O novo presidente da Argentina, Javier Milei, teria seguido o caminho previsível na decisão de reequipar a Força Aérea do país com um caça de combate.
De acordo com sites de mídia do país, o caça Lockheed Martin F-16 foi o escolhido. As aeronaves, de segunda mão, serão repassadas pela Dinamarca.
A Fuerza Aerea Argentina deverá receber 24 caças, explicou o Clárin, jornal mais influente do país. O anúncio deverá ocorrer em breve.

Nas últimas semanas, Milei se encontrou com o embaixador dos Estados Unidos na Argentina, Marc Stanley, enquanto uma comitiva da Dinamarca esteve no país recentemente para tratar do assunto.
A escolha do F-16, mesmo sendo unidades fabricadas nos anos 70, era esperada diante da vertente política do novo presidente, um ultraliberal.

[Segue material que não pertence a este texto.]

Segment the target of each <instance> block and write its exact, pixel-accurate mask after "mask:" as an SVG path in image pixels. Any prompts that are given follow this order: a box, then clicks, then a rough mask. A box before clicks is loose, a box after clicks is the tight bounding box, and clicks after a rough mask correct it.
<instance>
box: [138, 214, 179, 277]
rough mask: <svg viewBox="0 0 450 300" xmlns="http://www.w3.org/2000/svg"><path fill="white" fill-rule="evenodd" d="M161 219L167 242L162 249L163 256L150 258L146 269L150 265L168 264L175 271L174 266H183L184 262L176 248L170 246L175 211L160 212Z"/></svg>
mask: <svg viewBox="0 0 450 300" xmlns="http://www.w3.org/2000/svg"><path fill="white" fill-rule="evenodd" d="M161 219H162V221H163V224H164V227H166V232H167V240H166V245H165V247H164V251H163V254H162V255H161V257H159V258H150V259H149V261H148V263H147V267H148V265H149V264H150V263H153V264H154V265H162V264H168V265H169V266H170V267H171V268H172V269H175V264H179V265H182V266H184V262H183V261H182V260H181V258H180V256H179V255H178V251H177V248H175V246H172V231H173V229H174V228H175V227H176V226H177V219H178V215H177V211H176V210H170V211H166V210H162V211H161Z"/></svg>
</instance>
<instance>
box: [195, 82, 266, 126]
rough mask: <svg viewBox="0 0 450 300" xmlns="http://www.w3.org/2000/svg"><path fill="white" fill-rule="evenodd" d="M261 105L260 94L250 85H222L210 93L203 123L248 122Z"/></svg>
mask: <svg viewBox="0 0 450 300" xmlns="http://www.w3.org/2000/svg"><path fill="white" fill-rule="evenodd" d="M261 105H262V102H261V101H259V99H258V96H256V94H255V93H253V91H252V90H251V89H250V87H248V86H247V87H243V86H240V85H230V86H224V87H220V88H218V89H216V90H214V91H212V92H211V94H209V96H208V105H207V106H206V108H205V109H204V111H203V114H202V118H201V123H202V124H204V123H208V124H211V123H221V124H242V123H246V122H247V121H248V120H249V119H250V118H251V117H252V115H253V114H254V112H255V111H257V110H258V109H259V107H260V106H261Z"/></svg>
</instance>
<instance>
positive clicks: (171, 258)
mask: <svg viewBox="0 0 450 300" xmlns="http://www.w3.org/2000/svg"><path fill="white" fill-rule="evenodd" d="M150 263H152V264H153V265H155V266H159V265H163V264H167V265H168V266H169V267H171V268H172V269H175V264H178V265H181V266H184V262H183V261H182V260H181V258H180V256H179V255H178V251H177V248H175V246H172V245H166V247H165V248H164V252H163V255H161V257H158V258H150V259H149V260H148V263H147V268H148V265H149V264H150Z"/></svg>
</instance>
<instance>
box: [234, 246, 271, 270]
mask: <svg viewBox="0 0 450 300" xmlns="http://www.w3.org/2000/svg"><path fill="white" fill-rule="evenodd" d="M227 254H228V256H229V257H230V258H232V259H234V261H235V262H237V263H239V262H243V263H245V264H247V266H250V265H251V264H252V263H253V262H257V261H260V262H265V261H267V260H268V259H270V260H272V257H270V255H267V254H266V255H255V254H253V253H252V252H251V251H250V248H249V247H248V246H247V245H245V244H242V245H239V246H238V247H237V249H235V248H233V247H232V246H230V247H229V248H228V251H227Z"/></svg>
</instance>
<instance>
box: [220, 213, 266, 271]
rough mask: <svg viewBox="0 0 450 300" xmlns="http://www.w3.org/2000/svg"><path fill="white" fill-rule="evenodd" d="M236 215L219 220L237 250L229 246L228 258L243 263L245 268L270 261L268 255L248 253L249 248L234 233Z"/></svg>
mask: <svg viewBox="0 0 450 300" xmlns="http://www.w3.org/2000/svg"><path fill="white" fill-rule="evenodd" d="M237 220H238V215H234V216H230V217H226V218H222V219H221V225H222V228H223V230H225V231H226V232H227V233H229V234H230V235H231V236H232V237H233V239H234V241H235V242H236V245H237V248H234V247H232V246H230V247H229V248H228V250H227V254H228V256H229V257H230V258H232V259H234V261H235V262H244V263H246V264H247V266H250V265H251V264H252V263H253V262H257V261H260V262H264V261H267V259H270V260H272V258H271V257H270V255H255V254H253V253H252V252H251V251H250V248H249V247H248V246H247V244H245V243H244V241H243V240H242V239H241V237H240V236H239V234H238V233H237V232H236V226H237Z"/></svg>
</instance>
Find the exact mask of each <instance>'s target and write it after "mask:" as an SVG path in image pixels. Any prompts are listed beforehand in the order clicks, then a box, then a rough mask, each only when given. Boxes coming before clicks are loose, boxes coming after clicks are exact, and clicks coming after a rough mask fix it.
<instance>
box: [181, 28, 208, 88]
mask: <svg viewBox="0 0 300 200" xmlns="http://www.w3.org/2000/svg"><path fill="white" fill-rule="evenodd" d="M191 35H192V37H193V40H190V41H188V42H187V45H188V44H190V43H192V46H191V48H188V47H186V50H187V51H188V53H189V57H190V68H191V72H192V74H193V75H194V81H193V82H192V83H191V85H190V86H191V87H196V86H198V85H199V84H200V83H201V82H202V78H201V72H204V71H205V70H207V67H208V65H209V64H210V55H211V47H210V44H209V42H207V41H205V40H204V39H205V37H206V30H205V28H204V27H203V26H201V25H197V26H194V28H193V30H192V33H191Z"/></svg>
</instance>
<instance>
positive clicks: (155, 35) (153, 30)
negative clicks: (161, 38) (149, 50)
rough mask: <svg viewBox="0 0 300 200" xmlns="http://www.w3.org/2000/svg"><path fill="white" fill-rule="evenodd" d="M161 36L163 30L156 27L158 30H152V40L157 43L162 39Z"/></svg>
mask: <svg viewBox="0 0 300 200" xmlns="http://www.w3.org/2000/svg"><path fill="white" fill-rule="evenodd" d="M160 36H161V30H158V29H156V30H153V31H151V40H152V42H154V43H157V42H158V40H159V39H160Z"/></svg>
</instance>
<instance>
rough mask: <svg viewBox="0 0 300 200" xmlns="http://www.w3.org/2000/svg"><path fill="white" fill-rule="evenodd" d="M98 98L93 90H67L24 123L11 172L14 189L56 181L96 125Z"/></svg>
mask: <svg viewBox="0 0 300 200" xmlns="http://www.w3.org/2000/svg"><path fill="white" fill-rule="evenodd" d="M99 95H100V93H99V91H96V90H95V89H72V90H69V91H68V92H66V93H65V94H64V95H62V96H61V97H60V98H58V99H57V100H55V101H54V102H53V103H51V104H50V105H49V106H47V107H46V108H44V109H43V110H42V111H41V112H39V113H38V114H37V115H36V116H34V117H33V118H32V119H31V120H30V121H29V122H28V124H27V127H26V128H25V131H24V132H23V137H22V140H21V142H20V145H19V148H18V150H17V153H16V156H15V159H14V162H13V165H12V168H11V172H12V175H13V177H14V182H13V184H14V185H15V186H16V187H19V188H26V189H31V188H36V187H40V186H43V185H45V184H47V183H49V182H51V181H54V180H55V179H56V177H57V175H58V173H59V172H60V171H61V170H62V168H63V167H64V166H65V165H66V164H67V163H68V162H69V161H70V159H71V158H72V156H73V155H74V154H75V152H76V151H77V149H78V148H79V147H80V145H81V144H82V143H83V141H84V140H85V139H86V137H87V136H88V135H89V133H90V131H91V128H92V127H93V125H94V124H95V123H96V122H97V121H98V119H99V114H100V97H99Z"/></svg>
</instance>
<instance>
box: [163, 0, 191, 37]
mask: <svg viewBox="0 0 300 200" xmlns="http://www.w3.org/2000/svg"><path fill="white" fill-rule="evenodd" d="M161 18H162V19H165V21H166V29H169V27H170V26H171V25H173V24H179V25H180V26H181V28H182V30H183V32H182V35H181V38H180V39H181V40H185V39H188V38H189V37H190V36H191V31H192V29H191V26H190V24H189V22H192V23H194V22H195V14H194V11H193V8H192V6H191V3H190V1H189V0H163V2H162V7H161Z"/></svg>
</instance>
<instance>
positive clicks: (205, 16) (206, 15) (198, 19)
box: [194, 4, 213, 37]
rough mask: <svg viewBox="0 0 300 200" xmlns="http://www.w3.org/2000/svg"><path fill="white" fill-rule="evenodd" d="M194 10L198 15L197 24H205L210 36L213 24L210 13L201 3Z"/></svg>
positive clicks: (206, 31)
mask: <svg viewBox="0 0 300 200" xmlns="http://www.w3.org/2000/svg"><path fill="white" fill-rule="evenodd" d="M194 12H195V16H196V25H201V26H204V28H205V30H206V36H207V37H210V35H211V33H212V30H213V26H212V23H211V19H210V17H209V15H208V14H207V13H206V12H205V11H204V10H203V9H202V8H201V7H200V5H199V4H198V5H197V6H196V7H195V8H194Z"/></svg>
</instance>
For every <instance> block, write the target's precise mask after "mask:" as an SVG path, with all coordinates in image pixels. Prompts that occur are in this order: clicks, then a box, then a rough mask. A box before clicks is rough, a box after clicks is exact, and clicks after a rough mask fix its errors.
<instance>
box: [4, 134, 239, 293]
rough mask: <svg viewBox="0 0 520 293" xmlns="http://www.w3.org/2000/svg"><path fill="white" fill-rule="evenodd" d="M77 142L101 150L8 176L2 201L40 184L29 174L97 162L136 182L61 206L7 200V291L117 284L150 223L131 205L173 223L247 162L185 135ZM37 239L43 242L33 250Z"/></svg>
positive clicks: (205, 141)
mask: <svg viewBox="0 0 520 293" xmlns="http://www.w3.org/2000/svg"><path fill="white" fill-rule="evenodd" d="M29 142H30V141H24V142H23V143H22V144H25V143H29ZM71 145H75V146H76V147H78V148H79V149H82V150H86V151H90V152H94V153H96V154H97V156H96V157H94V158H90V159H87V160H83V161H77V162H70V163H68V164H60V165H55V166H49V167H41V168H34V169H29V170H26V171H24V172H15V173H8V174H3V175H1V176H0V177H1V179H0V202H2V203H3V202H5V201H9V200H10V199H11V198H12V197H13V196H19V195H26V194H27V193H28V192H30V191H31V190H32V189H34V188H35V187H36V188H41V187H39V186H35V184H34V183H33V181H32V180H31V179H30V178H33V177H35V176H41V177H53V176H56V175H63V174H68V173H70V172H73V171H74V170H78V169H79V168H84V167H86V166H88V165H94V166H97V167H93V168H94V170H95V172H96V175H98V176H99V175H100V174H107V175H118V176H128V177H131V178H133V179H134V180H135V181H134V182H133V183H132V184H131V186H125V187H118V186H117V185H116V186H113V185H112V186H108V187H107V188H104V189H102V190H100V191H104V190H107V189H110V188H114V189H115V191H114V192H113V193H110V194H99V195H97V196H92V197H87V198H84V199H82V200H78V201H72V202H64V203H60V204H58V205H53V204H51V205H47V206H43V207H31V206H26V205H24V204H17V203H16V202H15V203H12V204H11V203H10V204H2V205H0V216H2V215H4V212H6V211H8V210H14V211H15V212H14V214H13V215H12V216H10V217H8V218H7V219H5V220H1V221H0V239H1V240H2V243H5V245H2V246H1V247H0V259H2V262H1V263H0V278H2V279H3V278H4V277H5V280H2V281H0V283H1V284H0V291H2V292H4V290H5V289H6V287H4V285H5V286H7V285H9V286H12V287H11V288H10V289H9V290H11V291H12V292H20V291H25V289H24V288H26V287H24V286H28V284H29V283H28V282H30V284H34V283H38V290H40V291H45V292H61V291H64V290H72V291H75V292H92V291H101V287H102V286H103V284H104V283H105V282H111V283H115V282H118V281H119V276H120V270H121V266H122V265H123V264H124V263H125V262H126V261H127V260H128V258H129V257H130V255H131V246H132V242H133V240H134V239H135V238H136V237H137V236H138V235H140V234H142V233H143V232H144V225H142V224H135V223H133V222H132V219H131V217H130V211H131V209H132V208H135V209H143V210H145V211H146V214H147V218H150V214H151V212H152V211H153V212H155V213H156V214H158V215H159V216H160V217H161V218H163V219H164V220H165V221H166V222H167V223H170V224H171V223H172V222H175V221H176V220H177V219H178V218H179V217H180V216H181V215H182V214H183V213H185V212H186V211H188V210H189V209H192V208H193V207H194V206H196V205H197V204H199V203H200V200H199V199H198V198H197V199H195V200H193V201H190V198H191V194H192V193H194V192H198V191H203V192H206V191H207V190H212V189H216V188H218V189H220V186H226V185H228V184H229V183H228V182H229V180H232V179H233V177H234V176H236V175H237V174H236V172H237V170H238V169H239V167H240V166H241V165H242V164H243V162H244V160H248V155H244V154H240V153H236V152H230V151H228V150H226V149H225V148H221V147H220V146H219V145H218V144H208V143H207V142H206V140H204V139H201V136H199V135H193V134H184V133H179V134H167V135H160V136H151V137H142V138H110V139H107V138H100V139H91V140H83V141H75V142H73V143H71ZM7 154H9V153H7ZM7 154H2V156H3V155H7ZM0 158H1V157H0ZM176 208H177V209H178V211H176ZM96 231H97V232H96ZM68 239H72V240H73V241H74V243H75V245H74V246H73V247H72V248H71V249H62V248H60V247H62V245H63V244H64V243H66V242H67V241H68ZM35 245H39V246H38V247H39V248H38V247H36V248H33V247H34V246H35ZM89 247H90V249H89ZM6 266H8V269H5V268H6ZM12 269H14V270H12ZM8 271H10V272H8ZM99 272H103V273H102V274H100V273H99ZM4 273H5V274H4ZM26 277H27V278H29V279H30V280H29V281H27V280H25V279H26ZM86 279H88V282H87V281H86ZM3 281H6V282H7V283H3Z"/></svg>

Caças sino-paquistaneses eram favoritos
Sucessor do presidente peronista Alberto Fernández, de esquerda, Milei se distanciou da oferta até então considerada favorita, a compra de caças JF-17 Thunder, fabricados por um joint venture entre a paquistanesa PAC e a chinesa Chengdu.
Havia ainda uma oferta indiana, feita pela fabricante HAL, que sugeriu substituir componentes britânicos do caça leve Tejas.
Embora baratos, modernos e novos, os JF-17 teria esbarrado em mudanças profundas de sistemas e doutrinas utilizadas pela Força Aérea Argentina.

Segundo o InfoBae, a proposta original dos EUA era de vender 34 caças F-16, mas o número foi reduzido em 10 aviões, que serão repassados à Ucrânia.
A mudança de direção na concorrência por um substituto dos caças Dassault Mirage III, aposentados em 2015, ocorreu ainda no governo anterior, quando o presidente dos EUA, Joe Biden, se aproximou do país ao aprovar a venda do F-16 e também de aviões de patrulha marítima P-3 Orion, que foram desativados pela Noruega.
O movimento visou limitar a influência da China na região, o que com a eleição de Milei, tornou-se algo consumado.